There are a variety of reasons someone may face discrimination in the workplace — and none of them are good.
The U.S. Equal Employment Opportunity Commission (EEOC) laws and their state equivalents prohibit discrimination for a variety of reasons, including one’s national origin.
How can you spot national origin discrimination?
National origin discrimination commonly occurs when your employer, co-workers or customers treat you less favorably based on your presumed national origin based on their accent or apparent ethnicity (even if you don’t actually belong to a certain ethnic group).
Federal law also prohibits employers from treating workers differently because they have married or are otherwise affiliated with someone from a certain national origin. It’s also unlawful for a person of the same national origin to inflict discriminatory behavior on their colleague. For example, caste discrimination between two immigrants from India could fall under that category.
Which types of discriminatory activities are unlawful?
Existing laws prohibit employers from discriminating against workers based on their ethnic or national origin. Employers can’t fire, refuse to hire, pay less, assign menial tasks, neglect to promote, furlough or deny fringe benefits to an employee because of their place of origin.
Those same laws also make it unlawful for employers, colleagues and others to engage in harassment due to a person’s national origin. Harassment can include derogatory or offensive comments based on someone’s accent, ethnicity or national origin.

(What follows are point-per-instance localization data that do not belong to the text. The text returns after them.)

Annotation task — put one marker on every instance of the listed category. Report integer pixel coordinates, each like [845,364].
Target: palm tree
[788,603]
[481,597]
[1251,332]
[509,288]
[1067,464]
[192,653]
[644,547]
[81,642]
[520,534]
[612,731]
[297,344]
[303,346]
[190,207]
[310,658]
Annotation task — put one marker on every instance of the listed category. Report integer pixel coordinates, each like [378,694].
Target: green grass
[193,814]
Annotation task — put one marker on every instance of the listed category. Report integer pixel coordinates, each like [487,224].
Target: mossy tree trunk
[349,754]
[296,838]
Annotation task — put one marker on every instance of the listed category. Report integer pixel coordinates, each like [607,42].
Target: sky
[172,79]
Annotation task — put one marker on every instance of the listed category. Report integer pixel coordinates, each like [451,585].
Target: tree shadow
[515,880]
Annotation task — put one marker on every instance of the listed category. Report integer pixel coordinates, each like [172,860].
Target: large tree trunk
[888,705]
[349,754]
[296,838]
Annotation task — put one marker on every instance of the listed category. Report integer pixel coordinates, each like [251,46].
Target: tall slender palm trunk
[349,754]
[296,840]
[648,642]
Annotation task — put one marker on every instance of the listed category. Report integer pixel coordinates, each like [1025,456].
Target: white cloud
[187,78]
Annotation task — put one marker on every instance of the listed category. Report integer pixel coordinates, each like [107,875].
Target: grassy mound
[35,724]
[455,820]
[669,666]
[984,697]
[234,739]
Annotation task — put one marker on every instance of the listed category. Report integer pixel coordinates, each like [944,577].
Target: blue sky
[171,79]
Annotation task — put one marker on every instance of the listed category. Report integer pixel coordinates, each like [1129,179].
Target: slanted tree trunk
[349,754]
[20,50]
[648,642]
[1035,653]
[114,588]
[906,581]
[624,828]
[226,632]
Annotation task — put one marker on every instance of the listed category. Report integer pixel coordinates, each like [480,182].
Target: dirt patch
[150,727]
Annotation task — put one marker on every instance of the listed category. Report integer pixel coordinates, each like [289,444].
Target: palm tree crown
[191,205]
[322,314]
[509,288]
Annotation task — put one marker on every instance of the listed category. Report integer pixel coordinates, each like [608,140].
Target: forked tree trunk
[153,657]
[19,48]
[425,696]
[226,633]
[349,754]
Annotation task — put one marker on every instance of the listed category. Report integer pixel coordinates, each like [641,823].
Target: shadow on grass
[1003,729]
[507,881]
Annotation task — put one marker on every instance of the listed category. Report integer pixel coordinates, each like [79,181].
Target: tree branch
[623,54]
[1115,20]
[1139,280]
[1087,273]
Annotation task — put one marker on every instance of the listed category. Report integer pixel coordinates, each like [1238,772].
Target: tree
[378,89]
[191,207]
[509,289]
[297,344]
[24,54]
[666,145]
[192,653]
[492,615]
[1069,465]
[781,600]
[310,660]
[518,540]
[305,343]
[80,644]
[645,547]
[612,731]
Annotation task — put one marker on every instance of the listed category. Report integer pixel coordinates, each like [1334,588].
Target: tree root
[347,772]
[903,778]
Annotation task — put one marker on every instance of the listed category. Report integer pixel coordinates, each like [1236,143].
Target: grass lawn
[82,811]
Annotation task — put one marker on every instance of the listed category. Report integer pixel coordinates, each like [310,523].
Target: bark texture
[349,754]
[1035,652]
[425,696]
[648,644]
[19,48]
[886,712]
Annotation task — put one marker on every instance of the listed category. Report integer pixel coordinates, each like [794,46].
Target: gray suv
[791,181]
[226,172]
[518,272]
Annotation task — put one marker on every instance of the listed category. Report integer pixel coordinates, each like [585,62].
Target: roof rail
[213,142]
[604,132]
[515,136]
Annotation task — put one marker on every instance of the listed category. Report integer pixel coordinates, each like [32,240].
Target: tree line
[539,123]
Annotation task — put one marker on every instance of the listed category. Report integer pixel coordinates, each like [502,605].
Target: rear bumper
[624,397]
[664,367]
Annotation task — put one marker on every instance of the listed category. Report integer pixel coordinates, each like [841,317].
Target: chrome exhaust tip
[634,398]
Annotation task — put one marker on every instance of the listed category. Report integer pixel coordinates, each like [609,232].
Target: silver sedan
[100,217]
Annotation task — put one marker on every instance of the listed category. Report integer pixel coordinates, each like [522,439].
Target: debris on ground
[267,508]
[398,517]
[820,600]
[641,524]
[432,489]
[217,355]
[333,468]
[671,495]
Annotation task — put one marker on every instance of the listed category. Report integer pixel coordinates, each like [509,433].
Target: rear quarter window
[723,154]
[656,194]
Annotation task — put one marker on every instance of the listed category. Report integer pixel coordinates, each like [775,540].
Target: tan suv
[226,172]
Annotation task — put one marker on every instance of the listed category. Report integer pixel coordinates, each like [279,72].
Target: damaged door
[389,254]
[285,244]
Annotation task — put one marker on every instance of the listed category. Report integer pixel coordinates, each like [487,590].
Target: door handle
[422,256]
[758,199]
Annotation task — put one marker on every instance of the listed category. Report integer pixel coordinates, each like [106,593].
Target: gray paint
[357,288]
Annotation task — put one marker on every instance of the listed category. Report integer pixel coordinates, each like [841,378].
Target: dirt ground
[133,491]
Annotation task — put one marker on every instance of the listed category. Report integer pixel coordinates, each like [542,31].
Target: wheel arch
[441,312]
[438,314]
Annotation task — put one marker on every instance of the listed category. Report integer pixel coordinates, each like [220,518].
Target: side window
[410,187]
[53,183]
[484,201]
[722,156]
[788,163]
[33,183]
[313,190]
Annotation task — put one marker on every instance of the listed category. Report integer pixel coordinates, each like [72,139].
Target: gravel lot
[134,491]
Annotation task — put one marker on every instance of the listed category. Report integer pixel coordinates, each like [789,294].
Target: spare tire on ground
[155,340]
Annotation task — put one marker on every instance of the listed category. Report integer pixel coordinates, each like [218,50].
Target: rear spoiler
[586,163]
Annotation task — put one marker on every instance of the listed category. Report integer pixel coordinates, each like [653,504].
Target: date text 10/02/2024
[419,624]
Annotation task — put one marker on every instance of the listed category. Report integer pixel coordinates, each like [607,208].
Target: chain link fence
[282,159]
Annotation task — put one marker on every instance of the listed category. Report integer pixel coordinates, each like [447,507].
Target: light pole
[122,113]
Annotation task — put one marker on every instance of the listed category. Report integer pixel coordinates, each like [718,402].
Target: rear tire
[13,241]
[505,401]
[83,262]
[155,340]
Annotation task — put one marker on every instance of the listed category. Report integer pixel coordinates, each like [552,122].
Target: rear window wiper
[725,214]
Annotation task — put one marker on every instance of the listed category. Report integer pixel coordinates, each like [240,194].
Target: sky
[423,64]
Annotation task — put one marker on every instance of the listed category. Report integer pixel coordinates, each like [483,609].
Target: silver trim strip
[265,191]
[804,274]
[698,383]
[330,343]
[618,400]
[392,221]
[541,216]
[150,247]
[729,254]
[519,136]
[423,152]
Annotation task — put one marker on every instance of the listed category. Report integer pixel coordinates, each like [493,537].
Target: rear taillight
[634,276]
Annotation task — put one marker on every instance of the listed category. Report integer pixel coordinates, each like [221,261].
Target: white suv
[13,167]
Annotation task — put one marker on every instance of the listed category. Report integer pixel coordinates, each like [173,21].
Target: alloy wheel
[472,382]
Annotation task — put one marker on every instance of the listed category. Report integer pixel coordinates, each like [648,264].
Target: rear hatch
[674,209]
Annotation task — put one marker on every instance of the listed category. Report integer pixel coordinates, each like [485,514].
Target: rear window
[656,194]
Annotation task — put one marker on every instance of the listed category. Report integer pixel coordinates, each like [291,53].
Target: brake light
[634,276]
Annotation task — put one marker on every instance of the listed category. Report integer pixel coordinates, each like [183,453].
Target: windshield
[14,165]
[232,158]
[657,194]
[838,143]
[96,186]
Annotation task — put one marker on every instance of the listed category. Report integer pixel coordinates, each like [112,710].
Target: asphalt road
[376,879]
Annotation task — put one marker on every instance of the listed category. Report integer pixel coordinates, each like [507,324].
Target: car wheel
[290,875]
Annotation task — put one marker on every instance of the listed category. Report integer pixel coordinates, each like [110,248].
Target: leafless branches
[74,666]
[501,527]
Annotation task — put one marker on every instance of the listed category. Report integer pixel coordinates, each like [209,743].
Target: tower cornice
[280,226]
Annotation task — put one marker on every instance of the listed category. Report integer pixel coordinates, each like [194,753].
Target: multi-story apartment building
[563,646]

Any teasing that is so frequent and prevalent that it creates a hostile work environment is also illegal.
Your rights if you suffered national origin discrimination
You have a right to be fairly evaluated for a job vacancy and to receive all the same benefits that come with a job without fear of suffering disparate treatment. You may be able to recover compensation if your employer engages in or is permissive of discrimination in your workplace.